The Census Bureau's mission statement says that the bureau's role is to collect the data its constituents need and provide them in a timely manner. It says nothing about analyzing or interpreting the data, and the bureau is actively cutting back on these functions. But the fact is that providing data in any sort of usable format requires a certain level of analysis and interpretation.
Hard-core researchers find it wonderfully convenient to download subsets of raw Current Population Survey data from the Census Bureau's Internet site. But most users never have been, and never will be, equipped to make heads or tails of data in this undigested format. Most people just want to know basic things like the number of dual-earner couples or whether blacks are making gains in educational attainment. They are content to buy ready-made, because they don't have the time or knowledge it takes to make the decisions themselves.

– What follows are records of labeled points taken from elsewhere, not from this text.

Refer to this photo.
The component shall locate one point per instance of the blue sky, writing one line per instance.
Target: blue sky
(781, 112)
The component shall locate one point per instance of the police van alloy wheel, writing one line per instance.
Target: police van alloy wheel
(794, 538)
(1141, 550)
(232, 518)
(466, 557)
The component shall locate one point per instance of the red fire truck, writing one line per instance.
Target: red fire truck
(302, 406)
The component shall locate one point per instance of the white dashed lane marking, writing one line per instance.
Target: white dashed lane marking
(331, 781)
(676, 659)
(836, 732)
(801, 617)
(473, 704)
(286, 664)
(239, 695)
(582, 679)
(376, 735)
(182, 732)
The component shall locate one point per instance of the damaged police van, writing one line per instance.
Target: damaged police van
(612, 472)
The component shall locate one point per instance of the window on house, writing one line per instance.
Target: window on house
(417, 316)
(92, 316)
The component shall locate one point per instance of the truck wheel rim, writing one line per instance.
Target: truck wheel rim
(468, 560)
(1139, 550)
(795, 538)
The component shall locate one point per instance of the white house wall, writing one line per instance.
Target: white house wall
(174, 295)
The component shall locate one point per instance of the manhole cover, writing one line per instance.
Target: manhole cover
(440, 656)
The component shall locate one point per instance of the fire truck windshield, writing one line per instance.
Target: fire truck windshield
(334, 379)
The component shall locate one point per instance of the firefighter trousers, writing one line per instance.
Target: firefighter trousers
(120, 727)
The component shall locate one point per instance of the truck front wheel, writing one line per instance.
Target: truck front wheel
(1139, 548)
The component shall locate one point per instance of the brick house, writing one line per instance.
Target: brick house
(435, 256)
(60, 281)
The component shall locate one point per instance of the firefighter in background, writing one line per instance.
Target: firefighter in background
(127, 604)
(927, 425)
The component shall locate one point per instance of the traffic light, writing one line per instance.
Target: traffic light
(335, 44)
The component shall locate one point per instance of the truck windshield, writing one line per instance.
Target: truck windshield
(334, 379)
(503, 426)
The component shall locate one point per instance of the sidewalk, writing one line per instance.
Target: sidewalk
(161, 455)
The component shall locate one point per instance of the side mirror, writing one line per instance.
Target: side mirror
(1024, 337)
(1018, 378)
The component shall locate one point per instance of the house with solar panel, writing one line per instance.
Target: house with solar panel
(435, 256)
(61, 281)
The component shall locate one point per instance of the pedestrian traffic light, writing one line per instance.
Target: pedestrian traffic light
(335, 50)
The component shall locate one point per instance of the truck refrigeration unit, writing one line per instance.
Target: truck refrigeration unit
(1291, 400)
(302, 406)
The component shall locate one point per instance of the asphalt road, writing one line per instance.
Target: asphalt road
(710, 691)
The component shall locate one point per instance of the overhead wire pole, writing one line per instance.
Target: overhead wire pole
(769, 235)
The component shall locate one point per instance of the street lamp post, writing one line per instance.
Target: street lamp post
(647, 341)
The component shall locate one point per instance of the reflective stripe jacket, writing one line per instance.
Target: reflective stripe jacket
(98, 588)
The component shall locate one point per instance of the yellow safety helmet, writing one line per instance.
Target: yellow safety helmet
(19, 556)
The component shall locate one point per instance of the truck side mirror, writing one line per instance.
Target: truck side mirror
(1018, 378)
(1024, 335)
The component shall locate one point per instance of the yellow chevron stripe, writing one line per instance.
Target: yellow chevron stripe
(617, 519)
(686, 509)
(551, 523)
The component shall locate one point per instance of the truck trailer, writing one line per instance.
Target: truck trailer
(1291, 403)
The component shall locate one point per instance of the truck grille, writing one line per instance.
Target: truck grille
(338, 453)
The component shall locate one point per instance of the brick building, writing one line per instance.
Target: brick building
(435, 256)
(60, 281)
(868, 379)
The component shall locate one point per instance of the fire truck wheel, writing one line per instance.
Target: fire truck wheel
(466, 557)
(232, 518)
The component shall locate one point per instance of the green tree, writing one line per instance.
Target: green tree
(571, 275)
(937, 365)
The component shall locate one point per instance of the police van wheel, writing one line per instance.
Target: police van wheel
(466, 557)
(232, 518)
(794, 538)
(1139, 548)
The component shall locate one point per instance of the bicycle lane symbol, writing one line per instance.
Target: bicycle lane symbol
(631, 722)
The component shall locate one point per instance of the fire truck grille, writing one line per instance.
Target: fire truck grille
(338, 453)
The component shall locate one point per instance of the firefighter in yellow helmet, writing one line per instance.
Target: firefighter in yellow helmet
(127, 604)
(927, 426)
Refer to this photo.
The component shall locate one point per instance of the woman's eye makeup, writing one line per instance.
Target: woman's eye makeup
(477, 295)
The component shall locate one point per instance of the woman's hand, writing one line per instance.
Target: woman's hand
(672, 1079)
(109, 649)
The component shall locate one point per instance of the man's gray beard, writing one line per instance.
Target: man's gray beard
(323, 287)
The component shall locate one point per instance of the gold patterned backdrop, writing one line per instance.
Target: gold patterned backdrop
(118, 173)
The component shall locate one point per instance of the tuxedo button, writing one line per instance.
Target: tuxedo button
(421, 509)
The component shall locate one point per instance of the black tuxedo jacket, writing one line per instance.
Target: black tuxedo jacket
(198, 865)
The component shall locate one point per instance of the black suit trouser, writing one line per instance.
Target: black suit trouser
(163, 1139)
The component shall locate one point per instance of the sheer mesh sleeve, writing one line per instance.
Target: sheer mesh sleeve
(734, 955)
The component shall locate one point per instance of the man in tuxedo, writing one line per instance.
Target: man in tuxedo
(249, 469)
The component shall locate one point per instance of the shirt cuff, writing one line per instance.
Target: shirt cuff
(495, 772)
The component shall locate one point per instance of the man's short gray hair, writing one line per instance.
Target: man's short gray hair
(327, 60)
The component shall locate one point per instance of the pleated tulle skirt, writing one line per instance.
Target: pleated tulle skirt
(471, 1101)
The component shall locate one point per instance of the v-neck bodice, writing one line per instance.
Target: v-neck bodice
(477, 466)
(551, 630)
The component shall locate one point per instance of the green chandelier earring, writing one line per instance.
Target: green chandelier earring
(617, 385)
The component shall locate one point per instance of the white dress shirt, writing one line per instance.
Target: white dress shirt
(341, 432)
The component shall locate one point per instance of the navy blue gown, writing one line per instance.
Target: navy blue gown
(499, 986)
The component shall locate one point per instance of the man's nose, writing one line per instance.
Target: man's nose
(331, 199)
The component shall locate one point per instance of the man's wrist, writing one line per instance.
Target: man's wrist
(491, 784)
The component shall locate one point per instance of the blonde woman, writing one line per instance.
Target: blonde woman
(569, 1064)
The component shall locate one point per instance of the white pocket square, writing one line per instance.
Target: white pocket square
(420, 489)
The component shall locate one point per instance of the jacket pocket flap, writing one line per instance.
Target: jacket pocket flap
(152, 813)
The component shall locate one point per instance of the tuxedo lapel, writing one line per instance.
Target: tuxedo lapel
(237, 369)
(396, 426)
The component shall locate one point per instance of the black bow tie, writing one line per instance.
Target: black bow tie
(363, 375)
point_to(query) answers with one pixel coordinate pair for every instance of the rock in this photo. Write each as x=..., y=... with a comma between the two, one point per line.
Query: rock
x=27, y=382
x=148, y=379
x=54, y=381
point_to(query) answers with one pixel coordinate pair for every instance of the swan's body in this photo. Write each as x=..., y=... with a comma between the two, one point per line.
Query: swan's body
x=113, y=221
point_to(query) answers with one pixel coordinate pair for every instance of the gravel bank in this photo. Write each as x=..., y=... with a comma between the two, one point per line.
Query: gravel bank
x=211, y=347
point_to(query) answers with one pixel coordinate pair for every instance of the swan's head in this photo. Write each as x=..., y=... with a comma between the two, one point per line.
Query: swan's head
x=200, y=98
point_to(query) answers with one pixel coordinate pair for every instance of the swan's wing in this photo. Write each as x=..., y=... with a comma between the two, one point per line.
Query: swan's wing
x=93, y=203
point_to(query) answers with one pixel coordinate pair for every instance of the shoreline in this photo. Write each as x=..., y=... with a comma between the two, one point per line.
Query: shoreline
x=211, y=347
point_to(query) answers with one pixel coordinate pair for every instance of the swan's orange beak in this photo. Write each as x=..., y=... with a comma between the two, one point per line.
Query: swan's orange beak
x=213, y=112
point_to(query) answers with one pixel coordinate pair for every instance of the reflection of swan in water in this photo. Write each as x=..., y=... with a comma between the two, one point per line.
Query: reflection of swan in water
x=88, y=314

Furthermore, the task of collecting data itself requires multitudes of decisions based on expert knowledge. By the time the National Center for Health Statistics gets around to interviewing people about their nutritional intake, its staff has already done a great deal of methodological research to develop questions that will yield the most accurate results. And when Census Bureau demographers produced the population projections on page 6 of this issue, they were not indulging in whimsical what-if explorations; they drew on their expertise in fertility, mortality, and immigration trends to provide a thoughtful scenario of the future.
It's impossible to draw a line that shows where data collection ends and analysis begins. It's all of a piece. It may be politically correct for federal statistical agencies to say that their focus is more on data collection than on analysis and interpretation. Fortunately, it's not entirely true.